REPUBLIKA.CO.ID, JAKARTA— Anggota Komisi III DPR Fraksi PDI Perjuangan DR I Wayan Sudirta, SH, MH angkat bicara terkait dengan pengabulan permohonan Praperadilan yang diajukan Pegi Setiawan (PS), tersangka pembunuhan Vina dan Eky di Cirebon.
Menurut Wayan Sudirta, putusan Praperadilan ini tentu selanjutnya berimplikasi pada beberapa hal yang terkait dengan pengungkapan kasus Vina dan Eky ini serta mengindikasikan pada beberapa pandangan analitis terkait dengan sistem penegakan hukum.
Pertama, terkait dengan kredibilitas penegakan hukum yang dilakukan oleh Polda Jabar. Dalam hal ini, penetapan tersangka yang dievaluasi berdasarkan Kitab Undang-Undang Hukum Acara Pidana (KUHAP) dapat dipertanyakan.
“Kita tentu dapat melihat bahwa putusan ini merupakan hal yang wajar, namun juga dapat mempertanyakan akuntabilitas proses penegakan hukum yang dilakukan oleh Penyidik Polda Jabar,” ujar Wayan Sudirta.
Kedua, masyarakat kini tengah mempertanyakan lebih lanjut mengenai beberapa alat bukti yang digunakan oleh Polda Jabar dalam menetapkan status tersangka pada Pegi Setiawan yang selalu mengaku tidak kenal dan bukan pembunuhnya.
Selain saksi, Polda menggunakan keterangan dan bukti bahwa Pegi mengganti identitas dan kabur dengan mengontrak sebuah rumah di Bandung.
“Dalam hal ini, masyarakat kemudian mempertanyakan kebenaran dari alat bukti yang digunakan oleh Polda Jabar dalam mengidentifikasi pelaku,” ujar Wayan Sudirta.
Ketiga, dalam keterangan dan sumber informasi yang didapat, salah satu alat bukti yang dipergunakan oleh Penyidik Polda Jabar merupakan hasil dari kesaksian salah seorang pelaku yang menjadi saksi kunci (Aep).
Jikalau penetapan ini salah, hal ini tentu berdampak secara hukum terhadap kesaksiannya. Publik kemudian bertanya juga apakah kesaksian Aep tersebut dapat dipertanyakan akuntabilitasnya, apakah memang sebuah kecerobohan atau juga terdapat unsur rekayasa atau paksaan dengan pengaruh dari pihak lain.
Keempat, kasus ini cukup unik, mengingat Pegi Setiawan merupakan terduga pelaku utama atau aktor utama (mastermind) dalam kasus pembunuhan ini.
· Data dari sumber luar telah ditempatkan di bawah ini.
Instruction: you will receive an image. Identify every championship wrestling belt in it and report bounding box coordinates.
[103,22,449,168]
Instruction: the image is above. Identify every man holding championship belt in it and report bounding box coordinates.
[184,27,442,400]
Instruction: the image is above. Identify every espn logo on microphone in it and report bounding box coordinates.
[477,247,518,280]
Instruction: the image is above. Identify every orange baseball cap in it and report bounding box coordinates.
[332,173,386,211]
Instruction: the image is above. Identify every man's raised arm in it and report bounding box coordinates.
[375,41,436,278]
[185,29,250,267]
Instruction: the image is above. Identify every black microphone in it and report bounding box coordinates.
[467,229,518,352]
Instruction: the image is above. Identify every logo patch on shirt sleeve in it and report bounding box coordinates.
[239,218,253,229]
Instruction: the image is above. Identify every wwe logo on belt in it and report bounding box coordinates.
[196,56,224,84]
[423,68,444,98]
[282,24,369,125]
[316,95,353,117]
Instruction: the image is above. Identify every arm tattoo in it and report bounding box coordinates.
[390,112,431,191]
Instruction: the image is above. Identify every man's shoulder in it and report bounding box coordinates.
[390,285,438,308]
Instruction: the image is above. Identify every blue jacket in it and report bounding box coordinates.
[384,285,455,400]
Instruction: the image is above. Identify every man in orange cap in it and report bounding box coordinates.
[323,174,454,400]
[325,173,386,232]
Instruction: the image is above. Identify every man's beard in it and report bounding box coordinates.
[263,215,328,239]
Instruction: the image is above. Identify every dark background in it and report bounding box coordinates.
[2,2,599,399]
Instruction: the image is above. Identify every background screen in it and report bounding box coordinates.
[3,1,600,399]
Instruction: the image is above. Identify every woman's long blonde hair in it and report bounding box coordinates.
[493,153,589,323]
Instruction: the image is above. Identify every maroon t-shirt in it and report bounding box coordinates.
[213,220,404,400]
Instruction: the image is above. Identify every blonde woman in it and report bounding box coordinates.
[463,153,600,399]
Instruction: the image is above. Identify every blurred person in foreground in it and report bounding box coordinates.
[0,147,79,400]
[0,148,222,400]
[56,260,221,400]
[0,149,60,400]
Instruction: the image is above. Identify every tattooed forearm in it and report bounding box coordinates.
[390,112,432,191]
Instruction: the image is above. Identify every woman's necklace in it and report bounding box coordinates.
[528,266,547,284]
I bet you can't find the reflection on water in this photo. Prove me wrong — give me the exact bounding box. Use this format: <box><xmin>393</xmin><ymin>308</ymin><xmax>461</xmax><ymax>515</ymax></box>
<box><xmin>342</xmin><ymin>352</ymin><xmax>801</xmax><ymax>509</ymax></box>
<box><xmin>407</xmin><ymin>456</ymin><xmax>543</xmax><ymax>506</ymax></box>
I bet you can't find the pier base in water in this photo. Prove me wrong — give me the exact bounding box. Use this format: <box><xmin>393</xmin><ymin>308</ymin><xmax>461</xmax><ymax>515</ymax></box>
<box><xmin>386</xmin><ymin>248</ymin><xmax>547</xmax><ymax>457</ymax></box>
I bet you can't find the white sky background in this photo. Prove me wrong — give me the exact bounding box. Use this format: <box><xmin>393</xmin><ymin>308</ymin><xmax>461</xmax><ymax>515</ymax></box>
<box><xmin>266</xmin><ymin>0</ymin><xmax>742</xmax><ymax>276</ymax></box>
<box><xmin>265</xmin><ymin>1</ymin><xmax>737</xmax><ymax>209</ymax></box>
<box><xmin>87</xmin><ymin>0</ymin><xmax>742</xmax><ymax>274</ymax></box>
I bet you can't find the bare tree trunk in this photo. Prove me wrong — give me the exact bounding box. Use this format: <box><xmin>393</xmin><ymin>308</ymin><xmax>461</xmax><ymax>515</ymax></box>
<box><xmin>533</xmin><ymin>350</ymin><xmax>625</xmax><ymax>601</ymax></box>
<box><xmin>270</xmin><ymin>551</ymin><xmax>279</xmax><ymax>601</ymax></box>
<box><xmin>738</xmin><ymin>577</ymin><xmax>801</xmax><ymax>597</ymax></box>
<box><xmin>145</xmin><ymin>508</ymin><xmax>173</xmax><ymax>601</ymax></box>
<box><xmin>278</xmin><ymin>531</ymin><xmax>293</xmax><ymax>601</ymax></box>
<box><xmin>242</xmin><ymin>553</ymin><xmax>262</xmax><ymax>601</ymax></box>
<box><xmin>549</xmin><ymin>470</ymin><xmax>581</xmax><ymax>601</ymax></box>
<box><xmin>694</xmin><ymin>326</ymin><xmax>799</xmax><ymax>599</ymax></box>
Namun dengan adanya putusan tersebut, maka publik dapat mempertanyakan bagaimana proses penegakan hukum dan kesaksian dari kedelapan tersangka tersebut dapat dinyatakan valid atau sah, sedangkan kesaksian terhadap pelaku utama saja salah.
Kelima, perlu dalam hal ini, para penyidik Polda Jabar untuk mengkaji dan mendalami hasil putusan praperadilan tersebut lebih jauh tentang isi dan implikasi hukum.
Selain dari pemenuhan hak para tersangka yang menjadi pemohon praperadilan, apa saja langkah hukum yang harus atau perlu dilakukan dalam rangka membuktikan para pelaku kejahatan khususnya pelaku utamanya.
“Artinya, evaluasi terhadap tahapan dan proses yang dilakukan berdasarkan KUHAP atau SOP, akuntabilitas dan profesionalitasnya, serta apa yang kemudian menjadi tindak lanjut dari putusan tersebut,” ujar Wayan Sudirta.